I've done open feeding with buckets in several ways. One way I used 5lb honey buckets, drilled a ring of 1/16" holes around the rim, right next to the lip of the lid when it was in place. Filled the bucket, put on the lid, turned upside down inside an empty box on top of the top bars. you could also do this one in an open feeder arrangement.

I do bottle feeding thru a hole in my migratory covers, I put 3 holes 1/16" drill bit in the lids of plastic pepsi bottles and turn upside down into the holes I drilled into the migratory covers.

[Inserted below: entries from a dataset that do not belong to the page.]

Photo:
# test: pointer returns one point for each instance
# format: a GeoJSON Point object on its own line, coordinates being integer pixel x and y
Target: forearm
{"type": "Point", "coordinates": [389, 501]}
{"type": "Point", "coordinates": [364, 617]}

I've taken 5 gallon buckets and cut the bottom out of one, filled it with 1/16" holes and let it float on top of syrup in another bucket. The plastic bottom full of holes floats well enough to hold the bees up as they drink. I bet this one would work without drilling any holes as there is a small space all the way around the floating bottom they could drink from while standing high and dry on the solid plastic bottom floater.


----------



## cow pollinater (Dec 5, 2007)

I use a five gallon bucket from a homebrewing supply company that has a hole cut for a spigot on the bottom and a hole for an airlock in the lid with a dog waterer attatched. I cut the spigot off and turned the assembly around so that I have threaded pipe coming out the side of the bucket and I cover the airlock hole with mesh so the feed will flow without bees getting into the bucket and then I attach an automatic dog waterer filled with gravel to the pipe thread.


----------



## Allen Martens (Jan 13, 2007)

I'd take a lot of convincing to go back to feeding individual hives. The key to using open feeding is to have easy access for the bees so they can fly in and out -- I use 2 inch holes along the side of a rubbermaid tub. There needs to be a good wood float structure under the straw and a lot of surface area. I use one 20 gallon tub for every ten hives.

Once the bees are familiar with with the food source they will feed at temperatures as low as 6 or 7 C. When I think of how many day I use to spend feeding individuals compared to a couple of days now I just shake my head. Of course, if other beeks have yards close by, your syrup cost are going to go way up.

As far as weaker hives goes, they probably don't need as much feed anyways and the big ones often need more.


----------



## habutti (Apr 20, 2008)

In my area open feeding this time of the year gets robbing going like the wild fires of California. Any of you have this type of problems and how do you control/avoid it?


----------



## Scorpster (Jun 11, 2009)

Since I was having trouble with in hive feeding causing robbing, I decided to try a community feeder. There's lots of talk about it causing robbing, so a couple of tips I am trying are to make sure it's far enough from the hives, I am also scenting it with Lavendar EO to give it a unique identity, and use a setup that is not easily defendable. I've read it helps to choose a location that the bees have to "navigate" too as opposed to being a straight shot. As far as a hive trying to take ownership, with 3 hives I am using a medium (2.73G) pet waterer with gravel in the bowl, and am monitoring the fighting, but it may help to use a larger feeding area or multiple feeders depending on number of hives. So far I am happy with how things are going, they are much more interested in the feeder than robbing each other so far. Giving it a unique scent just seemed to make scents.

Good luck.


----------